The equality that women seek is equality vis a vis men. It is men in positions of greater power compared to women, men earning higher wages, men’s violence against women and men’s indifference towards (or support for) equality for women. This must also be part of the conversation about global gender equality.

Recent surveys from the UK, Denmark and elsewhere have found that many men, in fact, think feminism has gone too far or that gender equality has already been achieved. Some men get upset about this conversation, and often end up moving towards organized anti-feminist groups such as Men Going Their Own Way.

For decades, perhaps centuries, men’s power over women, men’s higher wages, and men’s higher numbers in parliaments and C-suites, have mostly gone unquestioned by men. That’s what power does; it makes itself invisible and unquestionable. When we bring up the fact that women earn, on average, 17% less than men in the same professions, many men turn to the argument that they have worked for those higher wages, and that they deserve them more. Fish don’t see the water they swim in, and so many men tend to not see this thing we call patriarchy. When it’s pointed out, they don’t want to talk about it.

How, then, can we involve men in these conversations and speed up progress toward equality? One strategy is to help men see how harmful ideas of manhood affect men themselves in terms of poor health, mental health issues, and the impact of violence on men’s own lives.

But conversation is not enough. We need men to call out other men who use violence or abuse power. We need men to do their share of care work, to stand shoulder to shoulder with women in the workplace, to call for equal wages and equal leadership opportunities for women.

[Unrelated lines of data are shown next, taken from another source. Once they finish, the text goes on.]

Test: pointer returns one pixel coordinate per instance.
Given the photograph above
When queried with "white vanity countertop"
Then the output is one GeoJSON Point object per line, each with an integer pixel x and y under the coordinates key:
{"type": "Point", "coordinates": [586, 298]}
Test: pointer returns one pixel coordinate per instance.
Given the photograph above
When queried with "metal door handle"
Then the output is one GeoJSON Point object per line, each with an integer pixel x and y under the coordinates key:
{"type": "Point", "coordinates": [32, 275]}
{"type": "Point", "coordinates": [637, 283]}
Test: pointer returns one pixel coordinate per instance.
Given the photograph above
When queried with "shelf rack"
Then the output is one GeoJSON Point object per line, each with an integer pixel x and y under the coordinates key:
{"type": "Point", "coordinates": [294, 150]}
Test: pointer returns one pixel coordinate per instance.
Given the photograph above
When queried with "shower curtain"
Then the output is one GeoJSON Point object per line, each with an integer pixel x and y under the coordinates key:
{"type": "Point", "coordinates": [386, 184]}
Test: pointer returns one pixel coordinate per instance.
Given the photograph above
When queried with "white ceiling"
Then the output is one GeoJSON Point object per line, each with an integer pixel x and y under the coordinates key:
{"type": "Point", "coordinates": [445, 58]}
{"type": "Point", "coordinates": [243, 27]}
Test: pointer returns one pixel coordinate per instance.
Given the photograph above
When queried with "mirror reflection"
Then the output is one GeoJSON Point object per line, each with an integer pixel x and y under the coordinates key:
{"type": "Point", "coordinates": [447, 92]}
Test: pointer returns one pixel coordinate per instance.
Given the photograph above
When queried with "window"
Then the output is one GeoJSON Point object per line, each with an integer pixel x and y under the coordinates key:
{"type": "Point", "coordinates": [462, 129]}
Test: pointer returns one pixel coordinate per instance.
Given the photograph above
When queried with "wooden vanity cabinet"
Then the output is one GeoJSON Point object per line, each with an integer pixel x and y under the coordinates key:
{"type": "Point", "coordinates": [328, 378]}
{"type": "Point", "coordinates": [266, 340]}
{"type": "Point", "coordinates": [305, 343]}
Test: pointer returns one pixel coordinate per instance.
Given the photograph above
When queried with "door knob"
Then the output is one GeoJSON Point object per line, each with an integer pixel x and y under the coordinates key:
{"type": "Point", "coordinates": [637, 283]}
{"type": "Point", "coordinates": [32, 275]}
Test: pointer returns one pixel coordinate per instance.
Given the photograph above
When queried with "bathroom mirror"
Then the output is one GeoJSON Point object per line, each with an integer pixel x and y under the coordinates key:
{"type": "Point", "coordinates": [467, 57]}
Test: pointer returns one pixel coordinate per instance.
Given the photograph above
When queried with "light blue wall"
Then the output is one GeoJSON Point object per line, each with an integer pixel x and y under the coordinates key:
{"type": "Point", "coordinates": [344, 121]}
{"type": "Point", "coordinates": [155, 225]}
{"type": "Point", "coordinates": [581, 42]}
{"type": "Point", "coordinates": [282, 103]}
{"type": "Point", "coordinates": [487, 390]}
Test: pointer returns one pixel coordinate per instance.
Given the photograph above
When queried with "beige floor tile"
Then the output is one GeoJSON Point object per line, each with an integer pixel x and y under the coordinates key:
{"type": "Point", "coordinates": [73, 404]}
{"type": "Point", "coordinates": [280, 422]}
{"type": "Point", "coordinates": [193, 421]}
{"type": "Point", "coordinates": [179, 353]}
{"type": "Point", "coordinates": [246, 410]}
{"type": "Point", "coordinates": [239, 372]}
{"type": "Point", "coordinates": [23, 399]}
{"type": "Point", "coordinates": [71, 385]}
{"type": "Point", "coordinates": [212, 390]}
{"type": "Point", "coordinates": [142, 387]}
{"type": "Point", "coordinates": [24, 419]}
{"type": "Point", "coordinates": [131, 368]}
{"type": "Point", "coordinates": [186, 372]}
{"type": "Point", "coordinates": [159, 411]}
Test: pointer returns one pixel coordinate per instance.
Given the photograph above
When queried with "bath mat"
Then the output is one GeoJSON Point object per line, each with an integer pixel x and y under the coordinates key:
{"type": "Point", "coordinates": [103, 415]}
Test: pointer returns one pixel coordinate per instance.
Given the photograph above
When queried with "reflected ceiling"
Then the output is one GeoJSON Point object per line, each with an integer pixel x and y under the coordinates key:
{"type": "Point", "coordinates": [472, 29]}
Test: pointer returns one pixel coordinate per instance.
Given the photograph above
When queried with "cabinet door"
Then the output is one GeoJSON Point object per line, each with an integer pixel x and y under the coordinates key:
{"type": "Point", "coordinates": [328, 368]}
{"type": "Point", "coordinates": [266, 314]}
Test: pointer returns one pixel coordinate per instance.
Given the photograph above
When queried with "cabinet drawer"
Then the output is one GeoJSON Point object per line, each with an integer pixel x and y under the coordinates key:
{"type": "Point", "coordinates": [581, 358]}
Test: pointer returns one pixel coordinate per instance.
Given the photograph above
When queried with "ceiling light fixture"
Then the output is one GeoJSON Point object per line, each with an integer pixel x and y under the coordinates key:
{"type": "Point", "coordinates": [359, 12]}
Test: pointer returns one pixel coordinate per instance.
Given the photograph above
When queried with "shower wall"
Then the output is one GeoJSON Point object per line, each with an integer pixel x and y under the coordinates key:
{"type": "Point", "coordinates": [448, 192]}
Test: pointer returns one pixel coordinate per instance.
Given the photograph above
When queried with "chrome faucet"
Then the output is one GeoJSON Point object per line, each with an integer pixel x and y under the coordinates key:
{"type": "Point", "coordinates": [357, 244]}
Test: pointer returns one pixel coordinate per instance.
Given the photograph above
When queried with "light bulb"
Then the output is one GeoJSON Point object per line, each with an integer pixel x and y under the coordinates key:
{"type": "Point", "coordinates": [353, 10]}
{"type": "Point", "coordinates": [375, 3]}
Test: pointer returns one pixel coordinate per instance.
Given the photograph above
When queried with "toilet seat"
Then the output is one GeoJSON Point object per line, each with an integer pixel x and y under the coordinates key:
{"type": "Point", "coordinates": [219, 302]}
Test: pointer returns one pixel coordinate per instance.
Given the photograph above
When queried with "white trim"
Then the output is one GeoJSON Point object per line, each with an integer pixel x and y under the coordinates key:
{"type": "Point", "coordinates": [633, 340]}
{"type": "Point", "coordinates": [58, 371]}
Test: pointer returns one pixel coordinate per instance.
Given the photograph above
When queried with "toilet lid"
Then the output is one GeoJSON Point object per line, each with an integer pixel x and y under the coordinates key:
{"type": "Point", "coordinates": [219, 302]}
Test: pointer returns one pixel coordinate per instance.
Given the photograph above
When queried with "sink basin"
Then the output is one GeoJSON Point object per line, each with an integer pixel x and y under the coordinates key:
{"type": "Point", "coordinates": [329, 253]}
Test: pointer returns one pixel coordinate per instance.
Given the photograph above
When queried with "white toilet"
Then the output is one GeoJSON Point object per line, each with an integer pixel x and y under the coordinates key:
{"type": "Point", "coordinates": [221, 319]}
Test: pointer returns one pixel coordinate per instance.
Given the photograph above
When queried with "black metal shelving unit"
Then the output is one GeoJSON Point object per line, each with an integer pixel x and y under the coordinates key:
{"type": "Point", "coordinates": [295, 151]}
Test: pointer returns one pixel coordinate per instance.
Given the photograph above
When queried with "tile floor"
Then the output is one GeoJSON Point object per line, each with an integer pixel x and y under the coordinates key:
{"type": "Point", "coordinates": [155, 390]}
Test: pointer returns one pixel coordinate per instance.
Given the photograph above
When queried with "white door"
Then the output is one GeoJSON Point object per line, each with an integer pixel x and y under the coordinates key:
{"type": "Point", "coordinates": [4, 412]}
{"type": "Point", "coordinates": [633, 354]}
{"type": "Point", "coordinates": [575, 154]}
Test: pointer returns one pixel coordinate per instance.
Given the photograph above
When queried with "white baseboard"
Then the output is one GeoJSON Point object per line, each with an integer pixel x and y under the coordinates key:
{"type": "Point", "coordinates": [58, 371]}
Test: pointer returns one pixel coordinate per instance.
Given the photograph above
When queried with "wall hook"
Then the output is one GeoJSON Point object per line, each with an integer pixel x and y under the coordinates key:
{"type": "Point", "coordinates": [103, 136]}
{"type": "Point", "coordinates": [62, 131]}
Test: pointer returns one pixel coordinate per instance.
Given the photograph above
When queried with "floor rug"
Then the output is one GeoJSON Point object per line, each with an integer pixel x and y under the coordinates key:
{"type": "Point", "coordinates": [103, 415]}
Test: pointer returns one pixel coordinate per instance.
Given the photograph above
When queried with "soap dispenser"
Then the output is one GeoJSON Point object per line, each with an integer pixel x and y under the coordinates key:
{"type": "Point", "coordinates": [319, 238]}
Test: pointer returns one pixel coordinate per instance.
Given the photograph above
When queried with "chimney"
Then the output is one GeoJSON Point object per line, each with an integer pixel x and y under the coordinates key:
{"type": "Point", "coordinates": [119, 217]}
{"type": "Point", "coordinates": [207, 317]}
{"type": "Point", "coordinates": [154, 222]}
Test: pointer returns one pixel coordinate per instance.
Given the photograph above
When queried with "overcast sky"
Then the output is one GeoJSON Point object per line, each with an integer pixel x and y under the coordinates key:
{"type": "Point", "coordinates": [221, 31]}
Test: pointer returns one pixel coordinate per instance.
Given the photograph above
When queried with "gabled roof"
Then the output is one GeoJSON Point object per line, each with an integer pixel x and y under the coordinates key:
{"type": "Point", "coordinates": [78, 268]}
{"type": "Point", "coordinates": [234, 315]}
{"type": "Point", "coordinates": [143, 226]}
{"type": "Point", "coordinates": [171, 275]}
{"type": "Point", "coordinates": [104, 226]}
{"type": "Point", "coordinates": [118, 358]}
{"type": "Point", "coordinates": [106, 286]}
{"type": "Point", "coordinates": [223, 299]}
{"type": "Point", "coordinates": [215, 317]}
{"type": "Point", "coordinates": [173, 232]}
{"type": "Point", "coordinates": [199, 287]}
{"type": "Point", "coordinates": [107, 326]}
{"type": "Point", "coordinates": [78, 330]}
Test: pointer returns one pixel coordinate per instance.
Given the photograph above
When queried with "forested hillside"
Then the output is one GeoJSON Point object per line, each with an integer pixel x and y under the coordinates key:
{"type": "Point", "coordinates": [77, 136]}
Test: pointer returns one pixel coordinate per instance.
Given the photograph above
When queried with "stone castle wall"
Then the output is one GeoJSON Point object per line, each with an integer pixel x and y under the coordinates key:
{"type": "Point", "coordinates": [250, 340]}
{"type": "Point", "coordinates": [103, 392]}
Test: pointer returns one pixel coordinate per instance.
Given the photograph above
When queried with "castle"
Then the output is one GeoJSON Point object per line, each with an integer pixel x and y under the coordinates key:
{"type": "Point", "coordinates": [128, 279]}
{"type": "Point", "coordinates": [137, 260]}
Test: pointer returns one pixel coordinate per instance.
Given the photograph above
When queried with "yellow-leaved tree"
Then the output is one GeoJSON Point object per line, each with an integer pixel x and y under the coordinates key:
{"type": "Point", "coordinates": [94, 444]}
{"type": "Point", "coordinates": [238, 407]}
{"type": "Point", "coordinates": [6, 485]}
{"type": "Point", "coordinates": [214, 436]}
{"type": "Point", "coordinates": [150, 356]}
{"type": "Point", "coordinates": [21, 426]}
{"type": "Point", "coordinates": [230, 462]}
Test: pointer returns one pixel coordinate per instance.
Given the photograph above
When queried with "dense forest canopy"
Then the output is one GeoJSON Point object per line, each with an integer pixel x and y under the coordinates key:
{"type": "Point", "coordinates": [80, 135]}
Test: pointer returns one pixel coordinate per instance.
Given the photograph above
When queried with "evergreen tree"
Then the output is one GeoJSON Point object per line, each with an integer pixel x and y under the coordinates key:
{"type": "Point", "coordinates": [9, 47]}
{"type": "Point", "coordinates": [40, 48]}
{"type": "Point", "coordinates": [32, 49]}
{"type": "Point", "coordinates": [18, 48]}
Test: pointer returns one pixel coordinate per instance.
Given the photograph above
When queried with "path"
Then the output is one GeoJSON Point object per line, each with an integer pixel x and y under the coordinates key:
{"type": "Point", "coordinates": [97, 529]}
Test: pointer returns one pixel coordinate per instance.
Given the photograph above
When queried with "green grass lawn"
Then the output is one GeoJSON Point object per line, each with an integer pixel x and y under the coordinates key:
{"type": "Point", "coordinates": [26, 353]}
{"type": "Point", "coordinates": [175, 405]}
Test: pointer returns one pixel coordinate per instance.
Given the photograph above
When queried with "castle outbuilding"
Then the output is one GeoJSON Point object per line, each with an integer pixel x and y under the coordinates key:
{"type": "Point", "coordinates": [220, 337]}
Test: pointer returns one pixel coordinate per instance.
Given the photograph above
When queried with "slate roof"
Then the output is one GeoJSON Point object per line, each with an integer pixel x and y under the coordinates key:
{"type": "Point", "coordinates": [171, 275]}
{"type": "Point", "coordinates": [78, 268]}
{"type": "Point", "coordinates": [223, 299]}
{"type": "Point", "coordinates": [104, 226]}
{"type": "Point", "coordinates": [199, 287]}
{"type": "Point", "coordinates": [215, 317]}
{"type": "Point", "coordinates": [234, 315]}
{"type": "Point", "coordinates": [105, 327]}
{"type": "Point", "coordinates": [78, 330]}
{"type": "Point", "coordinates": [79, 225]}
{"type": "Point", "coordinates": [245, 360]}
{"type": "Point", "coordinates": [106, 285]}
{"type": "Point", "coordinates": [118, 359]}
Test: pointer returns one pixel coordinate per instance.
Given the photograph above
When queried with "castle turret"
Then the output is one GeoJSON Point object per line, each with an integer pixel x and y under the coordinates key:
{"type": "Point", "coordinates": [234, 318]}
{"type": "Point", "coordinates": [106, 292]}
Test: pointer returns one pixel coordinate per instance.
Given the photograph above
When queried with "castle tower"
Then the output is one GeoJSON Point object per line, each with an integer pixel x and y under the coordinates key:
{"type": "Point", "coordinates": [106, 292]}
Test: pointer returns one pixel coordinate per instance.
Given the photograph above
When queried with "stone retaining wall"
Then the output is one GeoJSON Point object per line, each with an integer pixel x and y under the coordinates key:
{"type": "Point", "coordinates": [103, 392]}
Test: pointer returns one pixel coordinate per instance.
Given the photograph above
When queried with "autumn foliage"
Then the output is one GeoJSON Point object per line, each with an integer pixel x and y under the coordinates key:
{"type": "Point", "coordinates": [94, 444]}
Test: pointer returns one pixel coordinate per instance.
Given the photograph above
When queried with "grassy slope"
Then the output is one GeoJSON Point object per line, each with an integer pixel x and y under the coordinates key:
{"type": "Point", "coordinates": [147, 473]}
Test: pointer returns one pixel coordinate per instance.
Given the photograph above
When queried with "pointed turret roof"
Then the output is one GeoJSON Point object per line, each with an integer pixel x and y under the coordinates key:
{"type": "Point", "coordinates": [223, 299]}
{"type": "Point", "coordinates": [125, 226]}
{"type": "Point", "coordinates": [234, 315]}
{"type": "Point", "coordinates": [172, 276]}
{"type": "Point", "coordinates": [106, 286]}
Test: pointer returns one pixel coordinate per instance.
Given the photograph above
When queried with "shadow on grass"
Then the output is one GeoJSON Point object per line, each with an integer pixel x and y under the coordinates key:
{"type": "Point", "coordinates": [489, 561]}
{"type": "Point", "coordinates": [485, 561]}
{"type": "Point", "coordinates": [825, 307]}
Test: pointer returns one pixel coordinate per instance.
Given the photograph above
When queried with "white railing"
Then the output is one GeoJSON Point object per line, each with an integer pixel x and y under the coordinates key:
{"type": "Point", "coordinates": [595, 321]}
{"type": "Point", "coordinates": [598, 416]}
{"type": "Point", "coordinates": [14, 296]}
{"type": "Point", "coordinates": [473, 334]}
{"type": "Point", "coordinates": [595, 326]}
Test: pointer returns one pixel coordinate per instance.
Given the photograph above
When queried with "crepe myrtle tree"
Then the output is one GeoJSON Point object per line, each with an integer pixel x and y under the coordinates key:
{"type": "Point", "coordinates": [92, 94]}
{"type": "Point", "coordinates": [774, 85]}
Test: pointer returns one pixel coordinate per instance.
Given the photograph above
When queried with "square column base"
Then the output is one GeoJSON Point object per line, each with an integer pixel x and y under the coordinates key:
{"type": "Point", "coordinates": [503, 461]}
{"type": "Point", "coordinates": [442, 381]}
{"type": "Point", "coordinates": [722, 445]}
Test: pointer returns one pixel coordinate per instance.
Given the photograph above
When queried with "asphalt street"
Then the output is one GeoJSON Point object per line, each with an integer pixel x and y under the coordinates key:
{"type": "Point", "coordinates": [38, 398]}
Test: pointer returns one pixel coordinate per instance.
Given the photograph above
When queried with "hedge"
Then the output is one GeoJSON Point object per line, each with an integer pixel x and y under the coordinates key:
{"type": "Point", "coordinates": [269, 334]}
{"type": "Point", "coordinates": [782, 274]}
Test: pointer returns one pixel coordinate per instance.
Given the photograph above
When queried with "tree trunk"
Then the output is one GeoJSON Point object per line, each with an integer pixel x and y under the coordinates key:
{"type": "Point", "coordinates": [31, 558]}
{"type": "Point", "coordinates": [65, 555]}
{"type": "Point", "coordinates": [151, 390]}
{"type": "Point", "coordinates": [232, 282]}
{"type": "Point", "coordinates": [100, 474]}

Often, we look to Scandinavia or Canada as examples of what it looks like for men to be allies when it comes to gender equality. But some of the most creative and impactful examples of men engaging as allies for womens’ and girls’ equality come from somewhere else: sub-Saharan Africa. Across the continent, in the last 20 years, there has been an exciting expansion of creative, evidence-based approaches that engage men as part of the solution.